- Born: November 8, 1950
- Died: October 6, 2008 (aged 57)
- Occupations: Art director, Graphic designer, Film poster artist

= Olga Kaljakin =

American artist

Olga Kaljakin (November 8, 1950 – October 6, 2008) was an American art director, graphic designer and film poster artist.

==Biography==
Kaljakin began her career in advertising by joining Petersen Publishing. She later became an art director and graphic designer for Seiniger Advertising, Aspect Ratio and Crew Creative. During her career, Kaljakin received numerous awards and honors for her work, much of which focused on motion picture advertising via film posters, billboards and newspaper ads. Her awards include Hollywood Reporter Key Art Awards and Art Directors Club of LA certificates.

Kaljakin designed film posters and advertising over the course of twenty-five years. She designed the posters for The Last Samurai, Field of Dreams, Moonstruck, The Untouchables, and numerous other films. The bulk of her film advertising work fell within the timeframe of 1985–1997.

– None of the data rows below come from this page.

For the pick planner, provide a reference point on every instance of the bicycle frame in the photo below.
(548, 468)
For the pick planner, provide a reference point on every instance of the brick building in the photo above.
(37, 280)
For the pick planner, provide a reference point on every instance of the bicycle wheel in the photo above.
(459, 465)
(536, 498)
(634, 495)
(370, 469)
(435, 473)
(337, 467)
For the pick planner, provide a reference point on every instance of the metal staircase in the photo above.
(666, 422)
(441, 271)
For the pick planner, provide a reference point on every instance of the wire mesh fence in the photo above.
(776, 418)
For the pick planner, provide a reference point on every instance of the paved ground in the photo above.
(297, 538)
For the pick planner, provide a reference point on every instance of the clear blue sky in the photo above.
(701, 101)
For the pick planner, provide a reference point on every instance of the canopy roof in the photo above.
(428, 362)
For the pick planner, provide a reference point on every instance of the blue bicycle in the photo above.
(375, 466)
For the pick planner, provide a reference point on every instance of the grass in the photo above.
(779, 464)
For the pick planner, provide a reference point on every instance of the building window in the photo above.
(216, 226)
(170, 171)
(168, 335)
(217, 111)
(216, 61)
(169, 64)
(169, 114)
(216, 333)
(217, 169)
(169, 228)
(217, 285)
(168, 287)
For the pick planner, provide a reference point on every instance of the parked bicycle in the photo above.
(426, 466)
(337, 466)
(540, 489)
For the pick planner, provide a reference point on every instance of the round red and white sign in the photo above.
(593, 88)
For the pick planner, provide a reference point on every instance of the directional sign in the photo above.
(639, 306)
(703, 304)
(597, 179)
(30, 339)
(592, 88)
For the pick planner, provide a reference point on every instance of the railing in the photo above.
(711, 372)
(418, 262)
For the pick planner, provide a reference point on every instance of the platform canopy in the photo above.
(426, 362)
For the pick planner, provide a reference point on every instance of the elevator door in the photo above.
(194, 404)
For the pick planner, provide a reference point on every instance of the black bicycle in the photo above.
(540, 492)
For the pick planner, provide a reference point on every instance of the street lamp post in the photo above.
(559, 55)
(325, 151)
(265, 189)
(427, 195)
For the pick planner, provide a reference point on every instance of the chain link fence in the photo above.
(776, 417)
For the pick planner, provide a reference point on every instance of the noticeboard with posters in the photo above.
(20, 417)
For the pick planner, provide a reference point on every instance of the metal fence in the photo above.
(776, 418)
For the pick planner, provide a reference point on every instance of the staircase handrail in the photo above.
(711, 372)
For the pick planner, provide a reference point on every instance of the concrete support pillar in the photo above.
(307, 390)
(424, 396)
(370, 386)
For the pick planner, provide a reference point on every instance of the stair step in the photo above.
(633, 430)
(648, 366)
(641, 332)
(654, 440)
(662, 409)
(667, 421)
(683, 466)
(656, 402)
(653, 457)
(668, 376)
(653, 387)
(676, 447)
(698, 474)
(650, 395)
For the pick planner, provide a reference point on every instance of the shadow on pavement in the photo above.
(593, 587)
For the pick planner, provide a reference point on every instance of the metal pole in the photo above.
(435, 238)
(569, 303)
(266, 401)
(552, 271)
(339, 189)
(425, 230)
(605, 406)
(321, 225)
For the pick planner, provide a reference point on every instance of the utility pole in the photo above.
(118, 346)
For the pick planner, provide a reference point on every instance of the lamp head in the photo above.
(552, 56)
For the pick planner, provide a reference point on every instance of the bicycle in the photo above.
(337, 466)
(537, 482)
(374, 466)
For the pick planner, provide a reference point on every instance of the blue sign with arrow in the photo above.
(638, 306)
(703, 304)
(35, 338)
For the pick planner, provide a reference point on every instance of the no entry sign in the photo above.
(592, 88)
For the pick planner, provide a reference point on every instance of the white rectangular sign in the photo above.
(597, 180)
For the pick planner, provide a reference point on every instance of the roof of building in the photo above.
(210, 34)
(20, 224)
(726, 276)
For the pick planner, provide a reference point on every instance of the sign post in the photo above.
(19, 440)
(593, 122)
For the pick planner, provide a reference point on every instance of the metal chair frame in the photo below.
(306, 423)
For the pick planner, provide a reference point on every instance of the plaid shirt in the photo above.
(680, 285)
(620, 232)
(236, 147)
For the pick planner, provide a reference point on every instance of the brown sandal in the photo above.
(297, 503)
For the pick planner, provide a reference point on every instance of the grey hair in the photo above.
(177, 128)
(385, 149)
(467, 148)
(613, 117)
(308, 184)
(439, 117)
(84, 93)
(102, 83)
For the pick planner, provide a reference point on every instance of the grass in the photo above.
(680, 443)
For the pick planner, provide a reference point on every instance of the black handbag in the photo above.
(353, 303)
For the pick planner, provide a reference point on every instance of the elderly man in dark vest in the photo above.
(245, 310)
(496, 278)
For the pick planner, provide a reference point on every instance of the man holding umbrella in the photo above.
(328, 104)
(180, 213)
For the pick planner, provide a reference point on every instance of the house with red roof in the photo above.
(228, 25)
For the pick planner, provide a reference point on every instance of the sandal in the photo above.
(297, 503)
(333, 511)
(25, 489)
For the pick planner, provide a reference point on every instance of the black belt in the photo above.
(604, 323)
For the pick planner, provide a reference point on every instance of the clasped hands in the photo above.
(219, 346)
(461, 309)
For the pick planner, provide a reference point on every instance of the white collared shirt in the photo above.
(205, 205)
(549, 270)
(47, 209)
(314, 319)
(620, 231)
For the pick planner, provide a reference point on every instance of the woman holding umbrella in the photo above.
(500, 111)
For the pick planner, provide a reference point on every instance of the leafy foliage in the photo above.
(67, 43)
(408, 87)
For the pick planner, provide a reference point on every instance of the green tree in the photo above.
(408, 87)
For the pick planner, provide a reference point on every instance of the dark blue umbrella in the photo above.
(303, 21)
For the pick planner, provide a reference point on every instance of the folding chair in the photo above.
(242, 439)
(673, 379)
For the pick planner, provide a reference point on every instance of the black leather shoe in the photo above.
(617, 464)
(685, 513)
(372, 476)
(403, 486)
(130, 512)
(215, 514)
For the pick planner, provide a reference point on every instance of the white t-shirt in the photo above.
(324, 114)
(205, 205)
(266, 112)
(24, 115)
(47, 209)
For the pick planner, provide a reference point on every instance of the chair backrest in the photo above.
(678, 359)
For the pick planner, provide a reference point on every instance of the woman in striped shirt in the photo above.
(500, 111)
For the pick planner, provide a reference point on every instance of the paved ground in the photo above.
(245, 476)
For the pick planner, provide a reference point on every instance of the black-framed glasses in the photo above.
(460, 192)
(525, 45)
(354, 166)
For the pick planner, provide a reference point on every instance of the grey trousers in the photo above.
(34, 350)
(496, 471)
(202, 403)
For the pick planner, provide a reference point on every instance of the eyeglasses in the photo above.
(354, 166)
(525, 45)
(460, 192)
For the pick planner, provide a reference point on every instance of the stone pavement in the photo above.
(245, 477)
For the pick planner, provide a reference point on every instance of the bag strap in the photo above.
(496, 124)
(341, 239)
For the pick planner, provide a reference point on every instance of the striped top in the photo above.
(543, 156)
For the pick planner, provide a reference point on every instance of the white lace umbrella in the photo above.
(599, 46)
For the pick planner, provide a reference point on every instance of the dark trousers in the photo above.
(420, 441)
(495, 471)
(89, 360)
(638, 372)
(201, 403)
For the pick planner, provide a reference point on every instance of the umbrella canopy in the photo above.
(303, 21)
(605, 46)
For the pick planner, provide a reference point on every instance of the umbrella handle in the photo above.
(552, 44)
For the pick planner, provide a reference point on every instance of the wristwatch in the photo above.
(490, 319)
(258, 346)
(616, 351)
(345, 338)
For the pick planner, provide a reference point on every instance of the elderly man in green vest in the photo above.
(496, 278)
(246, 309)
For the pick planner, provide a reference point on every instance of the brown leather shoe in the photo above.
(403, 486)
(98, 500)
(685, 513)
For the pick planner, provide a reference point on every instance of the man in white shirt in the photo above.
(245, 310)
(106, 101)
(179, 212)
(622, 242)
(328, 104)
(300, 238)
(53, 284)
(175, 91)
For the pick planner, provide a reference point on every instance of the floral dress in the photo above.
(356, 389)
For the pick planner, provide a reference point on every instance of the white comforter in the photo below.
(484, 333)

Kaljakin died of emphysema on October 6, 2008, at the age of 57. Her memorial service and burial was held at Hollywood Forever Cemetery. Kaljakin was survived by her children, Tania Kaljakin Hernandez and Alexander Aquino Kaljakin, her sister, Tania Kaljakin Rizzo and her mother, Maria Kaljakin.
Her archives are held at the Motion Picture Academy.